In Course 3 of the deeplearning.ai TensorFlow Specialization, you will build natural language processing systems using TensorFlow. You will learn to process text, including tokenizing and representing sentences as vectors, so that they can be input to a neural network. You’ll also learn to apply RNNs, GRUs, and LSTMs in TensorFlow. Finally, you’ll get to train an LSTM on existing text to create original poetry!
The Machine Learning course and Deep Learning Specialization from Andrew Ng teach the most important and foundational principles of Machine Learning and Deep Learning. This new deeplearning.ai TensorFlow Specialization teaches you how to use TensorFlow to implement those principles so that you can start building and applying scalable models to real-world problems. To develop a deeper understanding of how neural networks work, we recommend that you take the Deep Learning Specialization.
Sentiment in text
The first step in understanding sentiment in text, and in particular when training a neural network to do so is the tokenization of that text. This is the process of converting the text into numeric values, with a number representing a word or a character. This week you'll learn about the Tokenizer and pad_sequences APIs in TensorFlow and how they can be used to prepare and encode text and sentences to get them ready for training neural networks!

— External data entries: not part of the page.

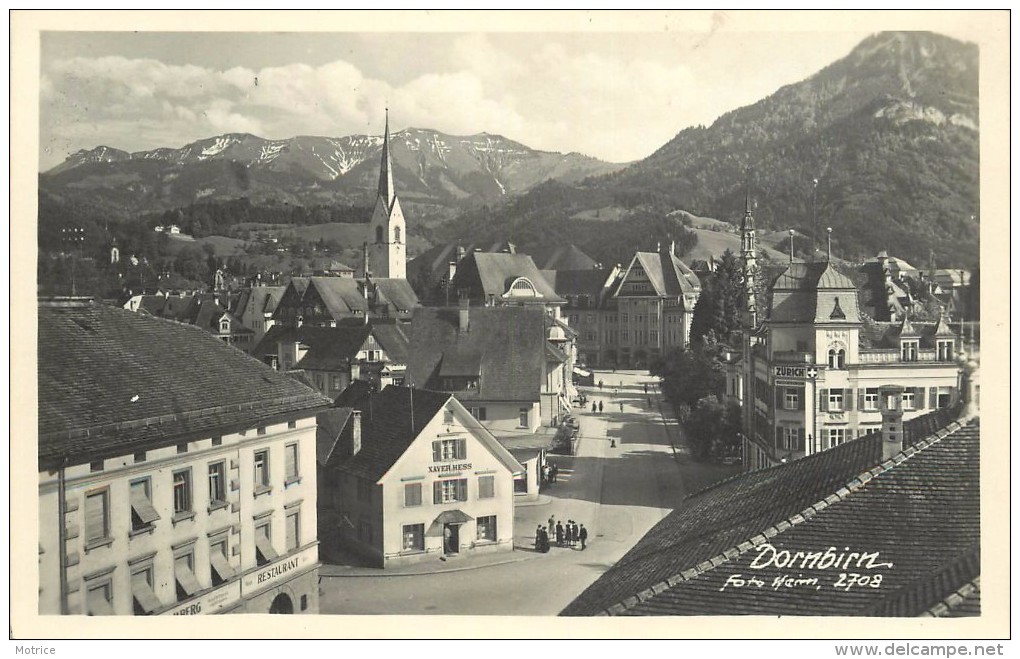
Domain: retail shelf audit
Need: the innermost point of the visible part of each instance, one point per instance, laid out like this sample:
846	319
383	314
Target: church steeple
387	191
389	258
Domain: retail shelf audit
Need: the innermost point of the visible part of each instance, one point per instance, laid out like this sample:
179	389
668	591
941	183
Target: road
617	493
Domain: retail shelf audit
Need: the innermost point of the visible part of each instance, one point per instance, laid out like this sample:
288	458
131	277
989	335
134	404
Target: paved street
617	493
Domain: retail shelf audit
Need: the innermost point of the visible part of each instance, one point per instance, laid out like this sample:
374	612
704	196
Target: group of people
549	472
569	535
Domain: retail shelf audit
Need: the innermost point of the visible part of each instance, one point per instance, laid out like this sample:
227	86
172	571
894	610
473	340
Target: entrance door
282	604
451	539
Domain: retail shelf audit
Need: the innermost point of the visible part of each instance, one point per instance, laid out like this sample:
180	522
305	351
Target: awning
221	565
453	517
142	507
143	594
265	548
186	579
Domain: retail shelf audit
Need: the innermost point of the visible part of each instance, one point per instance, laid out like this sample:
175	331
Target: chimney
464	319
355	432
890	399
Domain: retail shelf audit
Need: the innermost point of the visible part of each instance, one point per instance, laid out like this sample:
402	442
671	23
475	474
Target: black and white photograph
614	322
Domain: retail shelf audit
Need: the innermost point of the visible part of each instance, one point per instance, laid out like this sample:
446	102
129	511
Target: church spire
387	191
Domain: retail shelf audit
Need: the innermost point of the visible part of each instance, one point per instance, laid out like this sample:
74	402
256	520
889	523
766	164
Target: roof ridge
853	486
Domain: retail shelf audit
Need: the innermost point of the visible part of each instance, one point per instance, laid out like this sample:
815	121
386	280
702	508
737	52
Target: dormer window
908	350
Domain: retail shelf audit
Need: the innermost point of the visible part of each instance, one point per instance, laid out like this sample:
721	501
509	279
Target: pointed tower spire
387	191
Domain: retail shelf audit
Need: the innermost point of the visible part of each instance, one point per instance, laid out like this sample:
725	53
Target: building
650	310
332	301
497	361
255	306
411	475
389	251
863	529
176	476
334	357
499	280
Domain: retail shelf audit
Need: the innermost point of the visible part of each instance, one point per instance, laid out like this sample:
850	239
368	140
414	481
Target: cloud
606	104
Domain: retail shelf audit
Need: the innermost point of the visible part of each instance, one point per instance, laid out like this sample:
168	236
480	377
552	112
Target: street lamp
812	373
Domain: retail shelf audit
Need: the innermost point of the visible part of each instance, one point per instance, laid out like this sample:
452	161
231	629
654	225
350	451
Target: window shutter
95	516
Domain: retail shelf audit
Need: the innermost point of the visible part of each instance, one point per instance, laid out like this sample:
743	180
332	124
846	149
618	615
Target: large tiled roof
919	511
111	382
562	257
813	292
386	427
395	293
668	274
482	274
510	342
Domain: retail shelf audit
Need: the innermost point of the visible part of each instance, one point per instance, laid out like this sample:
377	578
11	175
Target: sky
616	96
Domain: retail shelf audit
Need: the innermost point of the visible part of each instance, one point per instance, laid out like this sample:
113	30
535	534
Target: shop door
451	537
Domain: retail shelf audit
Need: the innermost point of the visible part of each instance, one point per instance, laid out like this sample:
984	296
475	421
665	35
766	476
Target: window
291	471
414	538
217	483
142	512
97	517
365	490
448	450
412	495
99	598
261	470
487	487
184	574
487	528
293	530
182	493
264	551
450	491
141	587
218	561
836	436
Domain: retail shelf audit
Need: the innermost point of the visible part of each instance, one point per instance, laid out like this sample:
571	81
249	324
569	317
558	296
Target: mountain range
428	166
881	146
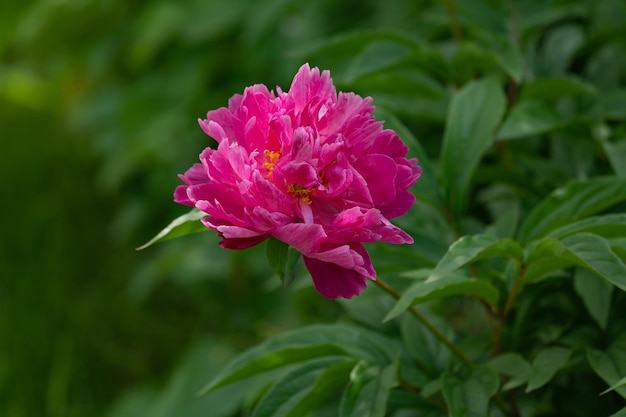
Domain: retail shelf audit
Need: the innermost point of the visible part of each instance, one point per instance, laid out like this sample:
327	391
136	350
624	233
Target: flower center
271	158
299	191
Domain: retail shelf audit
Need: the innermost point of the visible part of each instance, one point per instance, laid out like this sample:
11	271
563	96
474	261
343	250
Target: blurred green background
98	109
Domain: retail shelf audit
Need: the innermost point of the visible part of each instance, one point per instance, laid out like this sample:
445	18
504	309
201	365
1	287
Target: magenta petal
333	281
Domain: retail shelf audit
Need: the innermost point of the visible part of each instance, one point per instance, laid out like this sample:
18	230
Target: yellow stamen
299	191
270	161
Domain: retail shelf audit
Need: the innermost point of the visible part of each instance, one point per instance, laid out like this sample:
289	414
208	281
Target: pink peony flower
308	167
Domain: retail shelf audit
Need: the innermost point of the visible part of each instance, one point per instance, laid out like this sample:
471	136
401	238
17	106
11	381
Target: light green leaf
305	344
181	226
432	356
607	226
575	201
469	249
284	259
586	250
451	284
610	365
368	391
545	366
550	89
529	118
470	398
304	388
474	113
620	413
596	295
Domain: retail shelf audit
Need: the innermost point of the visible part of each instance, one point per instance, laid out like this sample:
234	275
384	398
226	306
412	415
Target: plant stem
454	22
442	338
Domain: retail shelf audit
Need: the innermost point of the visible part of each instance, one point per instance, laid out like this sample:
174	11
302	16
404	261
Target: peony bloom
308	167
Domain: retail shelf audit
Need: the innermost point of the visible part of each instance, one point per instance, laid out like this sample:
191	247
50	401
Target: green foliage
509	303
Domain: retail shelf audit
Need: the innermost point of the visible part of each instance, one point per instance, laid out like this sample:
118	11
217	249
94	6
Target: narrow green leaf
575	201
470	398
596	295
474	113
180	226
618	384
284	259
469	249
610	365
620	413
304	388
550	89
606	226
432	356
368	391
513	365
529	118
305	344
545	366
451	284
595	254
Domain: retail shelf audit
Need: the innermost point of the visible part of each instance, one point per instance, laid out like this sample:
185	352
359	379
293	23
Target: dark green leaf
181	226
470	249
470	398
305	344
305	387
545	366
596	295
573	202
529	118
474	113
284	259
451	284
550	89
368	391
610	365
513	365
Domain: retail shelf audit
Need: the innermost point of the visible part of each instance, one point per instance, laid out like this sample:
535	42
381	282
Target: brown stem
442	338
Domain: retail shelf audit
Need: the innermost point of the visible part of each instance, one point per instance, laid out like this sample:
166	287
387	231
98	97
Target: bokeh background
98	108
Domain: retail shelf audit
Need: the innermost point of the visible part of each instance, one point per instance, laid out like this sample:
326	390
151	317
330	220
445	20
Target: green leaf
595	254
586	250
368	391
545	366
305	344
181	226
474	113
470	398
620	413
513	365
284	259
610	365
575	201
304	388
451	284
550	89
469	249
607	226
618	384
596	295
529	118
432	356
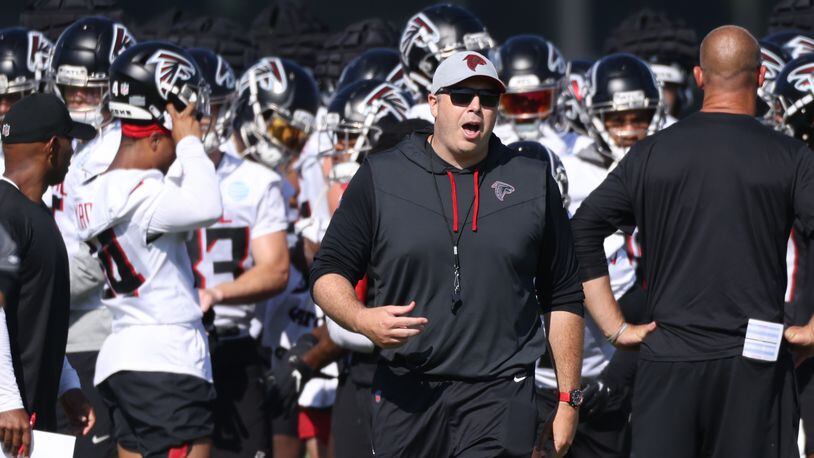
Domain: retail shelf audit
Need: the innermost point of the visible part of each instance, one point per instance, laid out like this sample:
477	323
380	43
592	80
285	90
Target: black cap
39	117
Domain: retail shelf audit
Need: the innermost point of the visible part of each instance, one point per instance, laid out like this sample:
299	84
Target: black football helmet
376	63
147	76
794	89
620	82
433	34
81	59
572	98
533	70
24	56
794	43
221	80
555	166
774	58
356	118
274	112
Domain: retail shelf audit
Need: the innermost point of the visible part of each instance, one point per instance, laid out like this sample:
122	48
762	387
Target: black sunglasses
462	96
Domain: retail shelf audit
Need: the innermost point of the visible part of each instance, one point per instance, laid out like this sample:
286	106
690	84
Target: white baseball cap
464	65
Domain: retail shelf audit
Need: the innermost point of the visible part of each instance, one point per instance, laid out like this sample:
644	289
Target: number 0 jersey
252	207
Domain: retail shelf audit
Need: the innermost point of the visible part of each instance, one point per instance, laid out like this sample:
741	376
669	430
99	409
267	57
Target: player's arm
193	200
267	277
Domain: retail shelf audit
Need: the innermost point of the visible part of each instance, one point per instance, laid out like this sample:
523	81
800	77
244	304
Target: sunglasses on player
462	96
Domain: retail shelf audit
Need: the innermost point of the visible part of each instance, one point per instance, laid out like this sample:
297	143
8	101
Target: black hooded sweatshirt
399	220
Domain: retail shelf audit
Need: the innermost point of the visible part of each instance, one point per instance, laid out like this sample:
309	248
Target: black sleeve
803	192
607	209
345	249
558	286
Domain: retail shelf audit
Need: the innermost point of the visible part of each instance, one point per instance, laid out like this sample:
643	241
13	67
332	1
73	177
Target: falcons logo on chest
170	69
420	31
121	41
802	78
502	189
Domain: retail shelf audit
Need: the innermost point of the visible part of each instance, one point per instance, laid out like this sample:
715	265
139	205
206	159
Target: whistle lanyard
454	240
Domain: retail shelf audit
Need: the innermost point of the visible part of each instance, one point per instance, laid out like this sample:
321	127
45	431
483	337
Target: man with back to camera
427	220
36	135
714	197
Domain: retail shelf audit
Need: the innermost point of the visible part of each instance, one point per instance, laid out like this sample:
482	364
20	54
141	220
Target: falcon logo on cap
502	189
803	78
473	60
169	69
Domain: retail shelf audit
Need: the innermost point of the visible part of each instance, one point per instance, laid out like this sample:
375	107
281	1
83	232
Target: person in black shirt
36	135
714	197
473	236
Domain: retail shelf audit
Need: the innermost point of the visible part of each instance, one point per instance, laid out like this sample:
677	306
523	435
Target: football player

Last week you saw how to use the Tokenizer to prepare your text to be used by a neural network by converting words into numeric tokens, and sequencing sentences from these tokens. This week you'll learn about Embeddings, where these tokens are mapped as vectors in a high dimension space. With Embeddings and labelled examples, these vectors can then be tuned so that words with similar meaning will have a similar direction in the vector space. This will begin the process of training a neural network to udnerstand sentiment in text -- and you'll begin by looking at movie reviews, training a neural network on texts that are labelled 'positive' or 'negative' and determining which words in a sentence drive those meanings.
In the last couple of weeks you looked first at Tokenizing words to get numeric values from them, and then using Embeddings to group words of similar meaning depending on how they were labelled. This gave you a good, but rough, sentiment analysis -- words such as 'fun' and 'entertaining' might show up in a positive movie review, and 'boring' and 'dull' might show up in a negative one. But sentiment can also be determined by the sequence in which words appear. For example, you could have 'not fun', which of course is the opposite of 'fun'. This week you'll start digging into a variety of model formats that are used in training models to understand context in sequence!
Sequence models and literature
Taking everything that you've learned in training a neural network based on NLP, we thought it might be a bit of fun to turn the tables away from classification and use your knowledge for prediction. Given a body of words, you could conceivably predict the word most likely to follow a given word or phrase, and once you've done that, to do it again, and again. With that in mind, this week you'll build a poetry generator. It's trained with the lyrics from traditional Irish songs, and can be used to produce beautiful-sounding verse of it's own!